Britain's decision to change legal status of royal accused of torture may mean politicians will no longer be protected from trial abroad

Yifa Yaakov is a breaking news editor at The Times of Israel.

Bahraini Prince Sheikh Nasser bin Hamad Al Khalifa. (screen capture, YouTube)
Bahraini Prince Sheikh Nasser bin Hamad Al Khalifa. (screen capture, YouTube)

A decision by the United Kingdom to try a Bahraini prince despite his immunity could mean officials — including in Israel and Egypt — can now be brought to court in Britain for alleged crimes in their home countries regardless of their positions.

The High Court of Britain ruled on Tuesday that the prince, Nasser bin Hamad al-Khalifa, was not immune from prosecution despite his royal status, leading some to speculate that similar rulings against leaders and senior officials accused of crimes against humanity could follow.

The case against the Bahraini royal, who also heads his country’s Royal Guard, was filed by a Bahraini citizen, identified only as FF, who had sought asylum in the UK after being imprisoned in Bahrain during the Arab Spring. The citizen filed the case while al-Khalifa was visiting London for the 2012 Olympic Games, claiming the prince had participated in the torture of detainees during the Arab Spring-inspired uprising of 2011. FF said he himself was badly beaten and imprisoned for participating in the 2011 protests.

At first, FF was told by the British authorities that the prince could not be tried, as he enjoyed diplomatic immunity as a royal under Section 20 of the State Immunity Act 1978. The prince was subsequently allowed to return to Bahrain.

However, earlier this week, the High Court in London removed his immunity after the prosecution argued that the prince could be tried under Britain’s extra-territorial criminal jurisdiction over acts of torture.

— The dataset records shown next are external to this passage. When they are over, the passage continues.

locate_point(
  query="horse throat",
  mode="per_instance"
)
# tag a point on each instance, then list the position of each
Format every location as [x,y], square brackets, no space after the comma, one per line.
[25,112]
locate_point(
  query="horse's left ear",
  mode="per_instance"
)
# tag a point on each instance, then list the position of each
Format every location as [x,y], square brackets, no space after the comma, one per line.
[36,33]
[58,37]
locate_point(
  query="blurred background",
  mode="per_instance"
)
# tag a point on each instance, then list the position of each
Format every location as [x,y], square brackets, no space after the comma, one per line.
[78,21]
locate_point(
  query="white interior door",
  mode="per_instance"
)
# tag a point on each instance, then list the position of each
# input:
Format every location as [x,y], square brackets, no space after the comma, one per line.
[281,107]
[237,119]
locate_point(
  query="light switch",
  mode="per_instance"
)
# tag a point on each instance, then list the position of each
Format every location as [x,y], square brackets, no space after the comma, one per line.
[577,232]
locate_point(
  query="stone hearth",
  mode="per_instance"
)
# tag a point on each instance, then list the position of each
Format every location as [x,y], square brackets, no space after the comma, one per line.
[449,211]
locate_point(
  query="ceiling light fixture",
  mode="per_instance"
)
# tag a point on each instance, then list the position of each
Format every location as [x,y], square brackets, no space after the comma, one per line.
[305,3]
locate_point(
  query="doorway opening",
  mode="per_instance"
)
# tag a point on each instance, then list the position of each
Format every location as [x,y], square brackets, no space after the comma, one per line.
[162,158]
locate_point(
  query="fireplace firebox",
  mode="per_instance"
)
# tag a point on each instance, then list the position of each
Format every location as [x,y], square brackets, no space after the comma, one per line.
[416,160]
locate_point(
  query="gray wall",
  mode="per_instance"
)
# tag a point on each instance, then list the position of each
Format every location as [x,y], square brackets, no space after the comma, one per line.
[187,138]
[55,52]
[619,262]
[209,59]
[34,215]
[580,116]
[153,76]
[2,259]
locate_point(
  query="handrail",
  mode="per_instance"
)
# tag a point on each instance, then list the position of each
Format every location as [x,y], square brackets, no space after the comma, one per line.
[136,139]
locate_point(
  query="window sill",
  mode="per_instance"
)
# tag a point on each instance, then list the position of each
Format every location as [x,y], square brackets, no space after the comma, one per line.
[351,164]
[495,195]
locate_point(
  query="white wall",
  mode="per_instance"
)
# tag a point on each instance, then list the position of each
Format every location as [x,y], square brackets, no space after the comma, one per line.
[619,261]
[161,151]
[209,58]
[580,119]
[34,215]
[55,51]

“Now the prince has lost his immunity he will need to consider the risk of investigation, arrest and prosecution when he is travelling outside Bahrain,” FF said in a statement after the ruling was issued.

“Whilst he is visiting other royal families and horse-riding, there are 13 prisoners of conscience. Two of them have said in open court in Bahrain that the prince tortured them, yet they were still convicted. It is time for the British Government to review its policy of co-operation and support for this regime.”

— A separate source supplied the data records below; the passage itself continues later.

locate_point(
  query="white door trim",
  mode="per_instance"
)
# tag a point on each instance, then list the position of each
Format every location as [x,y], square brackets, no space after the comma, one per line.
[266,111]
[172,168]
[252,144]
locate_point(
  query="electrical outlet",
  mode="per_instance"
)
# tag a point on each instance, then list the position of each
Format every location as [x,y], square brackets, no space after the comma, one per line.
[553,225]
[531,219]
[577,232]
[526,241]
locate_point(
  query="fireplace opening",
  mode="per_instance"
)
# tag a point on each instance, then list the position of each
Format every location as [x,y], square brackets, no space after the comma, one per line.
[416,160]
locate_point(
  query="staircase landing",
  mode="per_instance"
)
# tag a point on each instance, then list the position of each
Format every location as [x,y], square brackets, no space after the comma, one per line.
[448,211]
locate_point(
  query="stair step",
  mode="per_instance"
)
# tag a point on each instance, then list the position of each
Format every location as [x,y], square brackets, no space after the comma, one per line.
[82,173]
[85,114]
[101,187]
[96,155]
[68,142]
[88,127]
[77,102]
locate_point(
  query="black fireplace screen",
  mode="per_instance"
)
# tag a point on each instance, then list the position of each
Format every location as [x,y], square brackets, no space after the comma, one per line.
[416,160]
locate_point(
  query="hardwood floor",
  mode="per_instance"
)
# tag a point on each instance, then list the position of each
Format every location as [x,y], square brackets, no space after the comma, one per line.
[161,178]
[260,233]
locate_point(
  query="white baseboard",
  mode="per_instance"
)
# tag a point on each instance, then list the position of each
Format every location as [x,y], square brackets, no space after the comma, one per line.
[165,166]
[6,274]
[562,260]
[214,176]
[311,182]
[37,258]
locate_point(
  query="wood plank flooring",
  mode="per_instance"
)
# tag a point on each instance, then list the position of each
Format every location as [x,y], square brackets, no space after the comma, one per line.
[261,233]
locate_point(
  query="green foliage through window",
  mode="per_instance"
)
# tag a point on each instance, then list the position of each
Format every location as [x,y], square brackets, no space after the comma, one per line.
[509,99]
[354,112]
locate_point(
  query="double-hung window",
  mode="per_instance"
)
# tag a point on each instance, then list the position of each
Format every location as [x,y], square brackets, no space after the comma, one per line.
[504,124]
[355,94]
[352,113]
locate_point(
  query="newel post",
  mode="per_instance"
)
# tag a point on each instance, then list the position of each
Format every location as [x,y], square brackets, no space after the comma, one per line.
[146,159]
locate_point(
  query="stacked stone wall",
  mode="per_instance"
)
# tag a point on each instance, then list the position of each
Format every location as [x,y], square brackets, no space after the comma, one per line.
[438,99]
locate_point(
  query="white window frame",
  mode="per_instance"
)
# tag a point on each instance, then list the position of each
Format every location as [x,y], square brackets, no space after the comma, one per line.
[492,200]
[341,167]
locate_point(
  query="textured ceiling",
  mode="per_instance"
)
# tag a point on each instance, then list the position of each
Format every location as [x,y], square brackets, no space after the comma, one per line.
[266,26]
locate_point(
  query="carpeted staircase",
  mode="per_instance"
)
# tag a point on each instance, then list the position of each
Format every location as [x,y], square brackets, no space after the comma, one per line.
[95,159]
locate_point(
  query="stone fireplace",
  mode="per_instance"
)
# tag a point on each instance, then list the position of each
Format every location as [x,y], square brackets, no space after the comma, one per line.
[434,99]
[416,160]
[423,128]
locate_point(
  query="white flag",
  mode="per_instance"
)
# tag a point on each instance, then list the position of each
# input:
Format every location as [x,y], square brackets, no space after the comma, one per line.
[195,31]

On Wednesday, the Egyptian Rassd news agency cited a British legal source as saying many UK lobbyists and lawyers hold that immunity must not apply in cases dealing with possible crimes against humanity. The source said Tuesday’s ruling was an achievement, as it proved victims of torture and other crimes could seek — and get — justice in UK courts.

The expert said the ruling may set a precedent for similar cases and “strengthen the chances” of torture victims to sue, in the UK or elsewhere, those responsible for their suffering.

“We no longer have the slightest doubt that those responsible for crimes against humanity in Egypt, Israel, UAE and other countries, will be brought to justice,” the source was quoted as saying, adding that the leaders of this countries would no longer be protected by the “disgraceful” shield of immunity.